Downtown, the previously unused area in the West Don Lands will be home to the Athlete’s Village. Led by Waterfront Toronto (who was already developing the area when the Games were awarded to Toronto) in partnership with Infrastructure Ontario, the village will be converted post-Games into the Canary District, a modern, accessible, pedestrian-friendly and sustainable neighbourhood. The area’s re-development, specifically Corktown Common on the east side, includes flood protection for the downtown. Check out the transformation via webcam and an aerial view of the area pre-construction:
The Ontario Ministry of Transportation is looking at ways to minimize the extra vehicular traffic and the fumes that come with it (Some 200,000-plus visitors are expected in the Toronto and Golden Horseshoe Area for the Games). One focus is on encouraging sustainable and active travel choices.
Most events will be reachable by public transit and many with extra bike facilities.

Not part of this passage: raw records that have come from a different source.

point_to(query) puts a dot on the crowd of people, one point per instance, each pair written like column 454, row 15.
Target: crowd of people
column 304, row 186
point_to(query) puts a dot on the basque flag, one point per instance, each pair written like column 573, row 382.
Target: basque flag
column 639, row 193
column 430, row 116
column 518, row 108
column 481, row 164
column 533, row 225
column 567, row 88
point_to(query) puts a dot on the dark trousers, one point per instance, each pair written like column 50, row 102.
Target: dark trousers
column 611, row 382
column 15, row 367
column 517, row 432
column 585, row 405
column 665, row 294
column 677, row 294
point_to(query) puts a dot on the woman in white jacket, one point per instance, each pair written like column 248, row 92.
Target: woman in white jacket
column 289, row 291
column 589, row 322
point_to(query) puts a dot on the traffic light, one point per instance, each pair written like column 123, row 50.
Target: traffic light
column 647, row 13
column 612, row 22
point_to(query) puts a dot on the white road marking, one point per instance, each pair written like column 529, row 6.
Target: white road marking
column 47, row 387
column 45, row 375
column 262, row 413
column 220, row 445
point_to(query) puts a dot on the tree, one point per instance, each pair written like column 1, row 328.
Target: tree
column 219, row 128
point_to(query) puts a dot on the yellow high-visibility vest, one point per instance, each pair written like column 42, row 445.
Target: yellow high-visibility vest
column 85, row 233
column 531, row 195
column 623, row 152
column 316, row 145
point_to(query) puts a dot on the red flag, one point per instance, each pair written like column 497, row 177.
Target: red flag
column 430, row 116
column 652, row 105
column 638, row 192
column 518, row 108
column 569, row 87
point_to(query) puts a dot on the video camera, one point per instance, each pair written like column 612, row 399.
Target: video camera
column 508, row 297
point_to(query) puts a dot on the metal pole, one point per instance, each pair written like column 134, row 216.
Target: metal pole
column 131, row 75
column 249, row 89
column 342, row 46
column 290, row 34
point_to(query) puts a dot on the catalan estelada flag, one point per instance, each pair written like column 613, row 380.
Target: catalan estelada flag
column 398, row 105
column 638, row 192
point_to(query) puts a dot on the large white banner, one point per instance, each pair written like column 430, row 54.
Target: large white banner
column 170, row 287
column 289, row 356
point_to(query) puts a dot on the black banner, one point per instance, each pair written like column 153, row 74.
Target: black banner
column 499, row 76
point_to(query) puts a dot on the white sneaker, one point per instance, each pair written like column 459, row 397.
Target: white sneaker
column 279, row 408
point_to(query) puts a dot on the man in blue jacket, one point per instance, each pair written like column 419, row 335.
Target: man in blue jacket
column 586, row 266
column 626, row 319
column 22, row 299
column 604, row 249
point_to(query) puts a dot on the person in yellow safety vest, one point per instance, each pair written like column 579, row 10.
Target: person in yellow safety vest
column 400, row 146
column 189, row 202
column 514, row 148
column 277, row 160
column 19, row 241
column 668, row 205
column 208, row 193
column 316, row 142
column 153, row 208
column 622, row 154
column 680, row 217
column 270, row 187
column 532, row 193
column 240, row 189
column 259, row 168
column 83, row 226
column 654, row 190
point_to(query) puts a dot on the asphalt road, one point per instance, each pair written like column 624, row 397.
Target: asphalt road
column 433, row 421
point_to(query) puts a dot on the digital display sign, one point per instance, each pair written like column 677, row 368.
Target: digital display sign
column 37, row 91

For locations such as Minden Wild Water Preserve or the Caledon Pan Am Equestrian Park, a temporary expansion of the High Occupancy Vehicles (HOV) network will be open to Games vehicles, emergency vehicles, public transit and high occupancy vehicles. Spectator event tickets will include public transit.
The Union Pearson (UP) Express, the rail link between Toronto Pearson International Airport and downtown Toronto, is scheduled for completion in time to carry the Games’ first guests. It is expected to remove 1.2 million car trips to and from Toronto’s downtown core and Toronto Pearson annually. A refresher on its promises:
There has been some pressure on Metrolinx, an agency of the Government of Ontario, to electrify the diesel trains. Thus far a series of concrete platforms have been built in to allow for the electric trains in the future. Organizations such as the Clean Train Coalition, representing communities along the corridor, are urging UP Express to electrify the link at the outset rather than later. Currently, Metrolinx is undertaking an Environmental Assessment study on the diesel-to-electric conversion of the 25 km-track.
Another route to unite the downtown core and the inner suburbs is also taking shape. This one involves a more active mode of transportation. The Pan Am Path, an 80-km multi-use trail, will connect current trail systems travelling through Games’ key sites from Brampton and Mississauga in the west to the Rouge Park in the east. The path will feature art installations, cultural activities and mini-celebration events to showcase the vibrant communities that exist along the route.
On July 11 and 12, 2014, Toronto and the surrounding host communities Ajax, Burlington, Caledon, Hamilton, Markham, Milton, Mississauga and Oshawa are all hosting special festivities to celebrate the one-year countdown.